There is skepticism about some claims for medical applications of AI that are insufficiently supported by evidence, when systematic reviews have demonstrated that they can currently replicate the results of experts rather than exceed their performance. For example, external validation of diagnostic imaging tools resulted in a pooled sensitivity of 87%, compared with 92.5% for evaluation by experts [Citation19]. In 2018 a Cochrane Collaboration review of 42 studies that used ML to diagnose skin cancer in adults found high sensitivity but low and variable specificity; the evidence base was considered too poor to understand any impact of the results on clinical decision-making, particularly in unselected subjects with a low prevalence of disease [Citation20]. Applying AI clinical prediction models in 71 studies was equivalent to established statistical methods using logistic regression [Citation21].

There are few prospective randomized trials of ML and the risk of bias is high [Citation22–24]. Most reports do not include an analysis of performance errors [Citation25]. A majority of studies have involved only a few centers, and when external validation has been undertaken it has shown a significant drop in the accuracy of the software [Citation23,Citation24]. To date, there is sparse evidence that the use of ML-based clinical decision support systems [Citation26] is associated with improved clinician diagnostic performance [Citation27]. The use of AI for predictive modeling is increasing but often insufficient details are published to support their external validation [Citation28].
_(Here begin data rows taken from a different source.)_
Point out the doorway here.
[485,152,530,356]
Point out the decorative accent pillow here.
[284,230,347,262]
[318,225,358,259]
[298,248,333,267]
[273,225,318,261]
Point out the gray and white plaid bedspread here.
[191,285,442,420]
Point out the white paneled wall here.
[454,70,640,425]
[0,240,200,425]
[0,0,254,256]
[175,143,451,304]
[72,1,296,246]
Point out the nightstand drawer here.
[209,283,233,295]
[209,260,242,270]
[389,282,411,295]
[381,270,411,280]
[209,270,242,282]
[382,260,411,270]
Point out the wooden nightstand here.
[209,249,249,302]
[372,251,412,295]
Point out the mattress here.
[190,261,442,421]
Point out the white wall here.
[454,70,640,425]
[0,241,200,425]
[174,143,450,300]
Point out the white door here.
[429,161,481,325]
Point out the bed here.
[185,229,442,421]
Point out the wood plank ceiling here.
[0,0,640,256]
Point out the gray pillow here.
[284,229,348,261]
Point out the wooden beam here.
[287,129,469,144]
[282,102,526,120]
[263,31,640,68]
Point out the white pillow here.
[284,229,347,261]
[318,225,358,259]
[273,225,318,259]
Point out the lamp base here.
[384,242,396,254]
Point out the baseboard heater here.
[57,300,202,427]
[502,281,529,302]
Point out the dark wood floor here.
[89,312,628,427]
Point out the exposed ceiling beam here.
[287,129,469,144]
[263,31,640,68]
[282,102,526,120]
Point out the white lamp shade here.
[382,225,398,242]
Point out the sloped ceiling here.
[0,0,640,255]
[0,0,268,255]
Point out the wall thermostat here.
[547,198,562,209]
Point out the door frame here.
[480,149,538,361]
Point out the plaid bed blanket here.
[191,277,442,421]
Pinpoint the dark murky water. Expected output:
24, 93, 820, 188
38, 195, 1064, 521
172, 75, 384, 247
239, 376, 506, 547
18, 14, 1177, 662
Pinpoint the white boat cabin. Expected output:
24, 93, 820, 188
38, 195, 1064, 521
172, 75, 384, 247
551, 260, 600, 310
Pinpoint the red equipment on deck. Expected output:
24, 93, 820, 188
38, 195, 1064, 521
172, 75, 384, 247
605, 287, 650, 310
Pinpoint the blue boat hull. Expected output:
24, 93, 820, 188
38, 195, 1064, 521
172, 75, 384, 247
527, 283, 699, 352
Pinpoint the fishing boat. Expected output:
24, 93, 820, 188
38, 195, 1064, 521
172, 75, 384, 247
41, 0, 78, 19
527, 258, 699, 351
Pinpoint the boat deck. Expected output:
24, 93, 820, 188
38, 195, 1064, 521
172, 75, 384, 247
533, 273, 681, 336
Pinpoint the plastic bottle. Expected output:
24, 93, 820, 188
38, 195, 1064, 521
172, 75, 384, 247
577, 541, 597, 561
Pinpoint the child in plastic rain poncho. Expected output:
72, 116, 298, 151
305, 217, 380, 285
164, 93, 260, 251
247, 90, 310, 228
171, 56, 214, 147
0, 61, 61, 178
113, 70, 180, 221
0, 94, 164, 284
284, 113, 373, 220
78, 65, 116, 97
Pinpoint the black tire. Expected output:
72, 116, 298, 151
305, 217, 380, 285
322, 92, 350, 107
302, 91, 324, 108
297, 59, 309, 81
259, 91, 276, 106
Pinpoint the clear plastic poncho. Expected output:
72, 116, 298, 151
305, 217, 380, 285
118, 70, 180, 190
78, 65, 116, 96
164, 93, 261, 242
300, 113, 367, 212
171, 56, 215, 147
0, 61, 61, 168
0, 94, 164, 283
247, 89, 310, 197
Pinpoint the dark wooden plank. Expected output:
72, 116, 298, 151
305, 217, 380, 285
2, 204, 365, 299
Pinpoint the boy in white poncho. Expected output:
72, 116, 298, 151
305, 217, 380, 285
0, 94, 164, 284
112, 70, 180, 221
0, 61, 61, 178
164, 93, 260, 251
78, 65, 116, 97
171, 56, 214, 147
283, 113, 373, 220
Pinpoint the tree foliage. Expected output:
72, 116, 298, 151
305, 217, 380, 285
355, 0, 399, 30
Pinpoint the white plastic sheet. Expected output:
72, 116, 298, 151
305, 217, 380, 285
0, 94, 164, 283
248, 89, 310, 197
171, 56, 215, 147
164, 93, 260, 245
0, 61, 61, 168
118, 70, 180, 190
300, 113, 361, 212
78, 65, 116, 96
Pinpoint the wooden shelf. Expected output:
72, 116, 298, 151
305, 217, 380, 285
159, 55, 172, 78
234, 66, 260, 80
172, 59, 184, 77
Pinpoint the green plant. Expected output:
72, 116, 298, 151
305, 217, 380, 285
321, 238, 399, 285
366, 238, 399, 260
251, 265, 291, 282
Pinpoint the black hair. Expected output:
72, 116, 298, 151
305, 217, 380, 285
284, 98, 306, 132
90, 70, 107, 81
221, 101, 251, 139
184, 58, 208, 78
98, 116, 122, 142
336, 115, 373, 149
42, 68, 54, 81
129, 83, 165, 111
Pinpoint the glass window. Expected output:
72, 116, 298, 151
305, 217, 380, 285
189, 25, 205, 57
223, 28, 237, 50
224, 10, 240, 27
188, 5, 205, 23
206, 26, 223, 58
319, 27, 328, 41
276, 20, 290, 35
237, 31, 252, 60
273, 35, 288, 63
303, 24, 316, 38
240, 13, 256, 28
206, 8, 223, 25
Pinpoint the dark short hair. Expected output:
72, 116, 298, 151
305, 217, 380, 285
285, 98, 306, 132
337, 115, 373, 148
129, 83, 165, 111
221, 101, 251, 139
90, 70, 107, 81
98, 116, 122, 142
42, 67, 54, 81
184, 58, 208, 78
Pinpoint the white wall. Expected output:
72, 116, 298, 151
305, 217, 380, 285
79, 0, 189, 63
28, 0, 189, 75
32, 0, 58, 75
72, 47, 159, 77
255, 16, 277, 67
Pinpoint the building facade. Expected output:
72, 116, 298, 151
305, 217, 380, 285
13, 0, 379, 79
Similar questions could be raised about the reliability of clinical measurements and diagnoses made by humans. Their decisions may be based on incomplete, inaccurate or biased information [Citation29], or taken when affected by fatigue or other human factors. For particular indications, AI medical devices may overcome some of these limitations and provide support for making diagnostic decisions. The critical question is whether the combination of human and machine (or more specifically, an AI algorithm) performs better and more efficiently than a human alone, for an intended clinical purpose.
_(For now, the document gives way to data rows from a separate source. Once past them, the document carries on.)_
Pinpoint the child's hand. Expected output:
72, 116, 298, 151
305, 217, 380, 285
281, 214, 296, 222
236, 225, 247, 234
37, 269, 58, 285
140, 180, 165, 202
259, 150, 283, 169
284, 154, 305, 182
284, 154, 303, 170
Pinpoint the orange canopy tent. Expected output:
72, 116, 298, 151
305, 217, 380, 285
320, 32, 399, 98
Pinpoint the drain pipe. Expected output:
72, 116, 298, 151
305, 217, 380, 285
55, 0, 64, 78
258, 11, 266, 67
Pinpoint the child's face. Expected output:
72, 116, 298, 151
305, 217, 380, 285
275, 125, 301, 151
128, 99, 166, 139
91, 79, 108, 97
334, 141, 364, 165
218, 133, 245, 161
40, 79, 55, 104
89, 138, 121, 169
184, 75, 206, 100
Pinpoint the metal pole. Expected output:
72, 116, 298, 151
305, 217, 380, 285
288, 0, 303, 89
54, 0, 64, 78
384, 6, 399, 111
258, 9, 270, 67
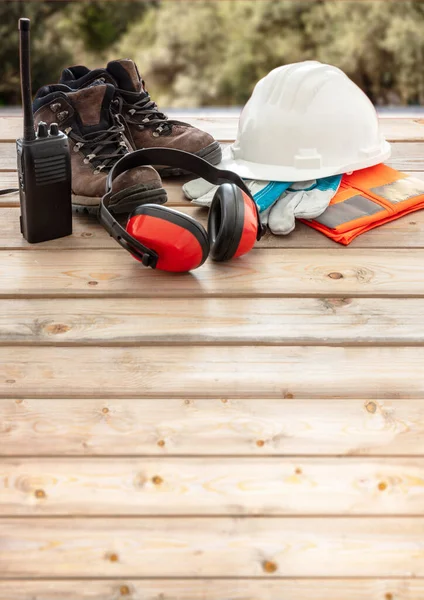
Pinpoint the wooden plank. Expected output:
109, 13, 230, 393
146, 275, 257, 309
0, 457, 424, 517
0, 517, 424, 579
5, 206, 424, 252
0, 346, 424, 399
0, 114, 424, 142
0, 248, 424, 298
0, 392, 424, 456
0, 298, 424, 346
0, 578, 424, 600
0, 578, 424, 600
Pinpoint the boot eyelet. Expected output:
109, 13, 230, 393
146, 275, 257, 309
57, 110, 69, 121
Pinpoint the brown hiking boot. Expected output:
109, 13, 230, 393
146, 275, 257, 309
60, 59, 222, 177
33, 84, 166, 213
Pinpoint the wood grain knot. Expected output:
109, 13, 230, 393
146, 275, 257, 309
262, 560, 278, 573
106, 552, 119, 562
46, 323, 71, 335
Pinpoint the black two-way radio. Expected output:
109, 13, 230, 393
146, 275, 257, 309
16, 19, 72, 243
There is widespread recognition that standards are needed to guide what evidence from clinical evaluation is needed for submissions for regulatory approval of AI applications in healthcare. A proposal from the EU Horizon 2020 program that was published in 2019 stated that new medical technologies such as AI ‘pose additional challenges and opportunities for developers to generate high-quality clinical evidence’ [Citation30]. It called for research to ‘identify gaps to be filled’ and to ‘derive recommendations for the choice of clinical investigation methodology to obtain sufficient evidence’ [Citation30]. An overview of the concerted action now addressing that call has been published (CORE-MD, Coordinating Research and Evidence for Medical Devices) [Citation31]. This review of regulatory initiatives has been conducted as part of the CORE-MD task on AI.

3. Definitions of artificial intelligence

In 2013 the IMDRF defined Software as a Medical Device (SaMD) in very general terms as any software designed for a medical purpose [Citation32] (). Software utilizing AI is covered by the definition but only if it is not an essential component of a hardware device. In all its reports, the IMDRF Working Group on SaMD has stated that medical software does not meet its definition of SaMD if its intended medical purpose is to drive a hardware medical device – for software that is embedded in a medical device, other provisions apply. The IMDRF also does not mention the functions of prediction and prognosis in its definition of a medical device, although it states that SaMD may be an aid to prediction or prognosis (paragraph 5.2.3) [Citation32].

Some regulatory agencies use the term SaMD which may be designated as ‘stand-alone’ although strictly speaking that is a misnomer since the software is always connected to or integrated within a digital device, computer or IT platform. Instead of SaMD, EU guidance uses the term MDSW [Citation5] for software applications including those that incorporate AI or ML algorithms. The FDA differentiates between SaMD and SiMD (Software in a Medical Device) [Citation49] ().

Figure 1. Comparison of regulatory definitions of medical device software and their scope.

Sources: IMDRF: Software as a Medical Device, SaMD WG/N10, 2013 [Citation32]. Also reviewed in [Citation36]. EU: Medical Device Coordination Group. MDCG 2019–11: Guidance on Qualification and Classification of Software in Regulation (EU) 2017/745 – MDR and Regulation (EU) 2017/746 – IVDR [Citation5]. FDA: Software as a Medical Device, and Software in a Medical Device: Content of Premarket Submissions for Device Software Functions – Draft Guidance for Industry and Food and Drug Administration Staff – 4 November 2021 (lines 180–7) [Citation49].
Figure 1. Comparison of regulatory definitions of medical device software and their scope.

Early definitions of AI in Europe were developed for general rather than for healthcare applications. The European AI strategy refers to ‘systems that display intelligent behaviour by analysing their environment and taking action – with some degree of autonomy – to achieve specific goals’ [Citation50]. Emphasis on autonomy is probably not relevant for most clinical AI applications since human agency and oversight are considered paramount [Citation47] (although for some medical AI systems they may not be feasible or wanted).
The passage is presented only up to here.